If you cannot access this on-screen output, for example because you already closed your tmux session, you can also find the full Snakemake log output of each time that Snakemake was started in a hidden directory

.snakemake/log/

in the analysis directory (where the config.yaml is), sorted by time.

This error message can be used to investigate the error and look at further log files with more detail:

  1. First, the log file of the tool being run should be checked, which in the above case is logs/fastp/S1-1.log. If there was an issue with the input data, the cluster itself, or conda and the tool being run, this usually shows up here. In that case, you will have to fix the issue with the data or the tool, and run the pipeline again.

  2. If the problem is however related to cluster settings such as too little memory or time, this log file might be empty. In that case, check the slurm log files for this job, which are located in your analysis directory under

    slurm-logs
    

    (if you are using our slurm profile, see below).

    The above Snakemake error message contains the external slurm job ID (cluster_jobid: 8814415, or external: 8814415); use for example find slurm-logs/ -name "*8814415*" to find the corresponding slurm log files. Of course, for other workload managers, and depending on where you obtained the --profile from, this might differ.

  3. For example, you will find

    slurm-logs/trim_reads_pe/snakejob.trim_reads_pe.sample=S1.unit=1.8814415.out
    slurm-logs/trim_reads_pe/snakejob.trim_reads_pe.sample=S1.unit=1.8814415.err
    

    Typically, the .err file will contain a description of why slurm stopped the job.

  4. That file, usually at its end, might contain the hint that we are looking for:

    slurmstepd: error: Detected 1 oom-kill event(s) in step 8814415.batch cgroup. 
    Some of your processes may have been killed by the cgroup out-of-memory handler.
    

    So here, we ran out of allocated memory (oom = out of memory).

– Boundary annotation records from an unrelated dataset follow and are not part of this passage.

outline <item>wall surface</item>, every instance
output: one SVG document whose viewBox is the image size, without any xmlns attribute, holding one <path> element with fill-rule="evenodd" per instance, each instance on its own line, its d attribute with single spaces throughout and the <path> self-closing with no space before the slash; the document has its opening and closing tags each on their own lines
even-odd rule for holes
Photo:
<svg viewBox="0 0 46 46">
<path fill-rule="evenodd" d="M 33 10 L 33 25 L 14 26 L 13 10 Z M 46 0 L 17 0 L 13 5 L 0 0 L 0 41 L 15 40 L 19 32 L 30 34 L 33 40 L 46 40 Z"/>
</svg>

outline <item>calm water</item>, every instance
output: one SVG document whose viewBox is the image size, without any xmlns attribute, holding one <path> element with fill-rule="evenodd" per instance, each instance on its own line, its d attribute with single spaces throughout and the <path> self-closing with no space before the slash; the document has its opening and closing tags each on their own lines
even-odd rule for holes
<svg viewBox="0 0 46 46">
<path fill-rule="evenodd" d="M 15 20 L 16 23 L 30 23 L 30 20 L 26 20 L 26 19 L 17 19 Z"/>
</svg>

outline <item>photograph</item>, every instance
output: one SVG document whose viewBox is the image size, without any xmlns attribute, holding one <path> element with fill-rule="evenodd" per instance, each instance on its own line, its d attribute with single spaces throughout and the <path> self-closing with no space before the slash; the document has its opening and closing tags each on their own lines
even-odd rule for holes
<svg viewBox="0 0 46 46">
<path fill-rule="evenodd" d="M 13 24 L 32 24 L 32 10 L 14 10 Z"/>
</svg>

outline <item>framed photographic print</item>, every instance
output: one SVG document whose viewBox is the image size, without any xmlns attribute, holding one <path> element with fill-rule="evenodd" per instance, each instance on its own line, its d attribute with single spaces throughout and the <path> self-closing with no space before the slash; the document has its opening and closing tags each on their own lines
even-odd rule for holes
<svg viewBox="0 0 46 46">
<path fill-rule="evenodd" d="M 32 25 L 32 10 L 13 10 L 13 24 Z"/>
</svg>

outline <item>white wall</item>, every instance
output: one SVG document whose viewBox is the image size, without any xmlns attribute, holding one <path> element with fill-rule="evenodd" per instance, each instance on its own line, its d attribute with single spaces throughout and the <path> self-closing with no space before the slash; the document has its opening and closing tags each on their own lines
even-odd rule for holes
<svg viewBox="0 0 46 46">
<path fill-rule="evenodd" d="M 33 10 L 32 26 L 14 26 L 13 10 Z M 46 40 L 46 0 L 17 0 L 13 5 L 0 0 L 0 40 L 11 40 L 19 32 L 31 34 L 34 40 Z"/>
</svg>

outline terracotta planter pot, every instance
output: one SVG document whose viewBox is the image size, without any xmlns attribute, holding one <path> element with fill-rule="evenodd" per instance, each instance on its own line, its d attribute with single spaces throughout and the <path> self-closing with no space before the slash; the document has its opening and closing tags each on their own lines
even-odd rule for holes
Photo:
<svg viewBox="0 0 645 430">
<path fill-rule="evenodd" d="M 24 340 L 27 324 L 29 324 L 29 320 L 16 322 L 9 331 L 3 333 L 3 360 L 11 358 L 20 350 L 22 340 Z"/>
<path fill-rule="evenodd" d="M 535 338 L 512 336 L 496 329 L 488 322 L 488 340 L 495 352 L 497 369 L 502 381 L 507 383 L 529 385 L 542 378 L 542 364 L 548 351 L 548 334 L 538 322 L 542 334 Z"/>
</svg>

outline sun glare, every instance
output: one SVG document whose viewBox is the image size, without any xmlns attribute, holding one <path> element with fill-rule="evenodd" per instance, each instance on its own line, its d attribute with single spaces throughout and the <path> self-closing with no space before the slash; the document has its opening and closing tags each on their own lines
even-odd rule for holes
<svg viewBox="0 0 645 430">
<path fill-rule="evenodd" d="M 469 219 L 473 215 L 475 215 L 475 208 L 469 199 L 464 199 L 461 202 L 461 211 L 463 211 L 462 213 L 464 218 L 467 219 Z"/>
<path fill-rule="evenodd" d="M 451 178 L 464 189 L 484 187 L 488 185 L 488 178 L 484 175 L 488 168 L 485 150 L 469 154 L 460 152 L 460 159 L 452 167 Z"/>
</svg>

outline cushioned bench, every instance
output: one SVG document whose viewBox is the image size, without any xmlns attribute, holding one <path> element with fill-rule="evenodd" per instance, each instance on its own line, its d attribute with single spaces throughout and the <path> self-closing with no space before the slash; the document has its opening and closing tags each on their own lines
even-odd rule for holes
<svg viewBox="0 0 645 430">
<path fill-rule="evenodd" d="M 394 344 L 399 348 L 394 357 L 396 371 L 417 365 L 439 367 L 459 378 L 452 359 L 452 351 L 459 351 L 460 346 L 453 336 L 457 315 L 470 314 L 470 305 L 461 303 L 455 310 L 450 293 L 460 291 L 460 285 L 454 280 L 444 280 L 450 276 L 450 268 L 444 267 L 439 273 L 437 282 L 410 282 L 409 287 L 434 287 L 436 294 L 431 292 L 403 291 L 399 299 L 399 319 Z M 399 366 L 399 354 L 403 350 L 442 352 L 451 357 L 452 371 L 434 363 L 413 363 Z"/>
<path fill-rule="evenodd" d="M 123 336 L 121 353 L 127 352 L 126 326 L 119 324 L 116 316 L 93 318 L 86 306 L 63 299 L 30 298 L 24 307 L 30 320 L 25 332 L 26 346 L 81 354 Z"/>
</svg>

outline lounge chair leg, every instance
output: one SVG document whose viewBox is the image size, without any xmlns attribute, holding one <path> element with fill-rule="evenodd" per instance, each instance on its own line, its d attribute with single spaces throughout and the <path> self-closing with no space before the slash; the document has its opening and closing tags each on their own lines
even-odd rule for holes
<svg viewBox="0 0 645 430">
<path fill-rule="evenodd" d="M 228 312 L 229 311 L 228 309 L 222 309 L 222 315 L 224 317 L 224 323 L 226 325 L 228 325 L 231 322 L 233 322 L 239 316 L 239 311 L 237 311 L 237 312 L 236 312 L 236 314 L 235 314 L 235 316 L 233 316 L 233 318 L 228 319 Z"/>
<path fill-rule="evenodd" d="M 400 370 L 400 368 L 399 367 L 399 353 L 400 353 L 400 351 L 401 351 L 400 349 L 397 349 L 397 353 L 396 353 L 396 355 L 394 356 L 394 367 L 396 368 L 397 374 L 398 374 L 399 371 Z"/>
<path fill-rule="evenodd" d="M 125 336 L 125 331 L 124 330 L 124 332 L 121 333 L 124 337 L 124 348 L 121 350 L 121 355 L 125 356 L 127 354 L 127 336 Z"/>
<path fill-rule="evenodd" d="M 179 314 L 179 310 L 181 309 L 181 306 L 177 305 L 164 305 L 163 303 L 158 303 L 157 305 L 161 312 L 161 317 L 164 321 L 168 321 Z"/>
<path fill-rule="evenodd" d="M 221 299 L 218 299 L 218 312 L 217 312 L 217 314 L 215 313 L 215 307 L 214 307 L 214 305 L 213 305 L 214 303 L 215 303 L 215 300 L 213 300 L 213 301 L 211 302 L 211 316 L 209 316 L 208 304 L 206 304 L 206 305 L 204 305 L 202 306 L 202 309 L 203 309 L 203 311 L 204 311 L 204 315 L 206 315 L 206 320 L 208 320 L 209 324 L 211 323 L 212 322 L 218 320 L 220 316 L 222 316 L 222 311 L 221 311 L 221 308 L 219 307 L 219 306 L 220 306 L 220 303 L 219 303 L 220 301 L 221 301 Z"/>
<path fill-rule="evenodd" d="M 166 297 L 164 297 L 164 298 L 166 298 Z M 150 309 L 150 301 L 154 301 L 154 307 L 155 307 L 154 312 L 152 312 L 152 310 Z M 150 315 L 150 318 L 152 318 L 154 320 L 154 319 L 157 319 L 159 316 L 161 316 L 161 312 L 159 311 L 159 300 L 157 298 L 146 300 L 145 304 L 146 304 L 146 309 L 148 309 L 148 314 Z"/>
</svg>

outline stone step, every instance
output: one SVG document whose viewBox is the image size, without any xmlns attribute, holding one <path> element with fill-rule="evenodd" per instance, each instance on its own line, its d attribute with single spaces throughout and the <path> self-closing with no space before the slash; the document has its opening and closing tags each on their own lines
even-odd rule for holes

When in doubt, just google the error message ;-)

Using this information, we can then edit your slum config file (e.g., profiles/slurm/cluster_config.yaml, or the cluster_config.yaml file in the --profile directory that you used). In the above example, the task trim_reads_pe ran out of memory, so we want to edit

trim_reads_pe:
  mem: 1G

to

trim_reads_pe:
  mem: 5G

to give it more memory. If time was the issue, change the line time: x (or add that line if not present) to the respective entry. If there is no entry for the particular job step, you can add one in the same manner as the other job step entries in that file, and simply add a line for mem or time as needed. All other properties are inherited from the __default__ entry at the top of the file. See the Snakemake Profiles documentation, and if you are using slurm, see the Snakemake slurm profile template documentation for details.